Among all eight children, AHI values were higher during rapid eye movement (REM) sleep, which is associated with dreaming, compared with non-REM sleep.

Breathing stoppages caused by improper brain signals, called central sleep apnea, occurred more often than obstructive sleep apnea, which is caused by relaxed throat muscles that block the airways.

Six children had an AHI value of five or higher, and four had five or more central apnea events per hour or sleep. None, however, had five or more obstructive events per hour while asleep.

“In addition, none of the children presented with solely obstructive events,” the team wrote.

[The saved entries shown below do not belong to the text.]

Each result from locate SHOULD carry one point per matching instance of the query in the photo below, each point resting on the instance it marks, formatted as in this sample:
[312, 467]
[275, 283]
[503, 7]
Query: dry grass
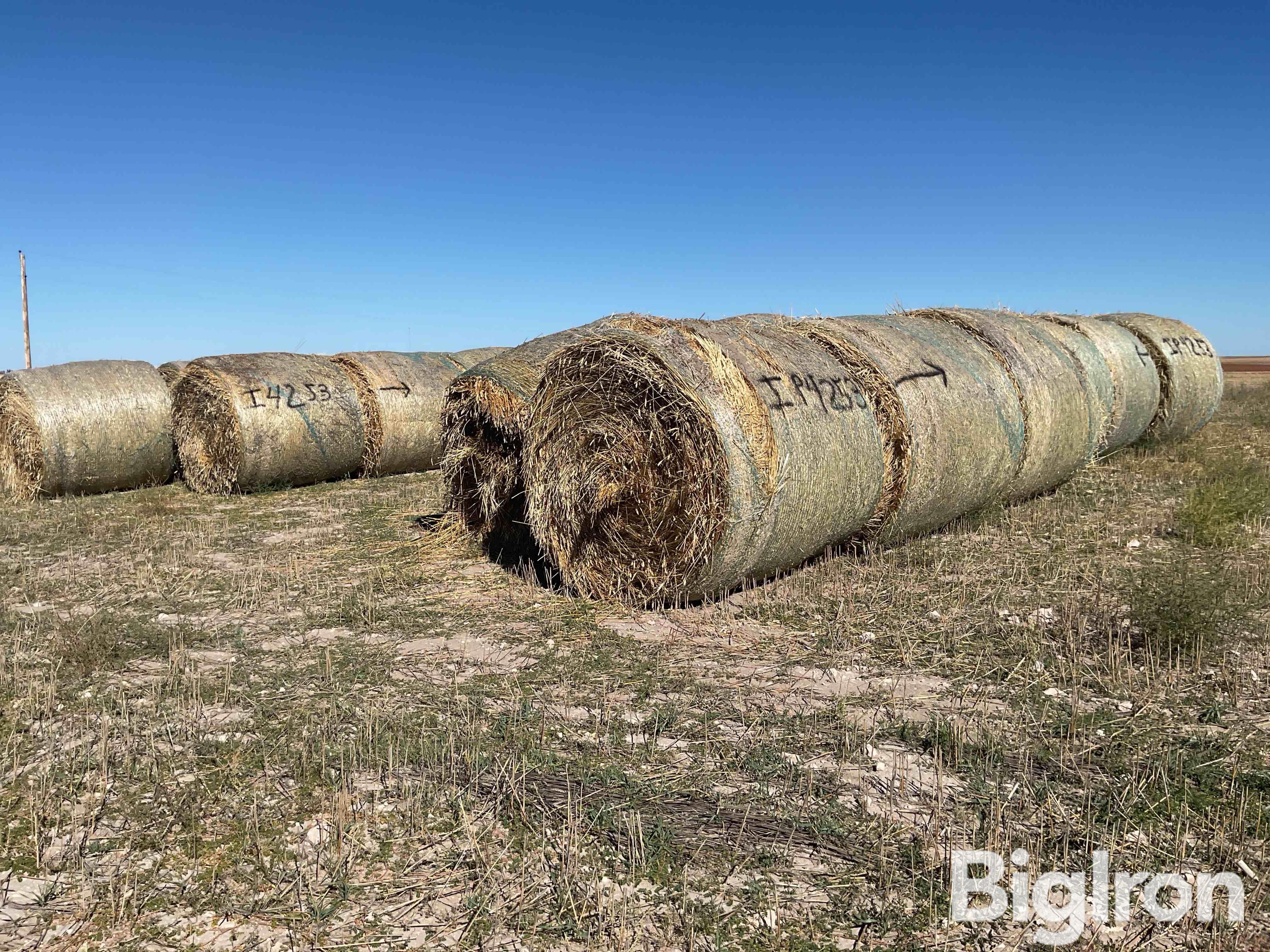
[295, 722]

When breathing only room air during sleep, the oxygen levels in the children’s blood, measured by percent oxygen saturation, ranged between 78–90%, all below the normal value of 95%.

Motor skills, evaluated through the CHOP-INTEND score within a month of the sleep study, were not significantly associated with AHI values, “suggesting neuromotor evaluation does not aid in the identification of SDB,” the researchers wrote.

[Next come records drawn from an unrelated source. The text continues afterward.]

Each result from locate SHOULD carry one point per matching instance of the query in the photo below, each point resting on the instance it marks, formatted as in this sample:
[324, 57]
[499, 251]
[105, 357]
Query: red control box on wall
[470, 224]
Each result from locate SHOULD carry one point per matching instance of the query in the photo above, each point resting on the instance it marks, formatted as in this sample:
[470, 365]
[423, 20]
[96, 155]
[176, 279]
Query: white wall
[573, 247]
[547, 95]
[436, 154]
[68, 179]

In addition, no significant links were found between AHI values and both age at diagnosis and age at treatment, between AHI during REM and time since treatment, and between the average drop in oxygen level per hour and both age at treatment and time since treatment.

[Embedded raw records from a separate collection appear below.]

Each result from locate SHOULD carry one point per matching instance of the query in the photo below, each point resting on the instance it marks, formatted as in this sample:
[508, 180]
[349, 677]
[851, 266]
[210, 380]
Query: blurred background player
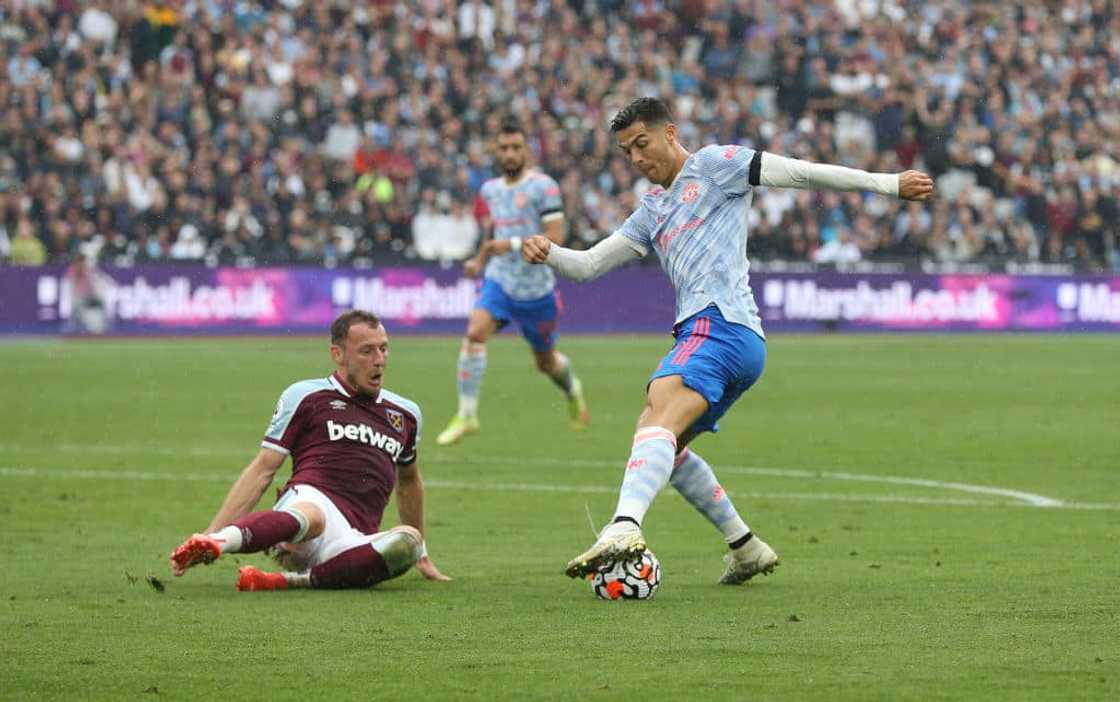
[696, 221]
[351, 441]
[522, 203]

The presence of SDB in all of the eight children, regardless of early diagnosis and treatment, “highlights the importance of screening with a standardized [polysomnography] in these patients,” the researchers wrote.

“SDB should be investigated in all children with SMA as early identification of SDB can also influence the decision to pursue additional disease-modifying therapies,” they added.

The team also noted that the inconsistent timing of polysomnography after Zolgensma was a study limitation.

As such, this work “highlights the need for guidelines regarding the need or timing of PSG [polysomnography] after therapies, as well as the PSG parameters that are clinically relevant for the monitoring and long-term management of SMA,” they concluded.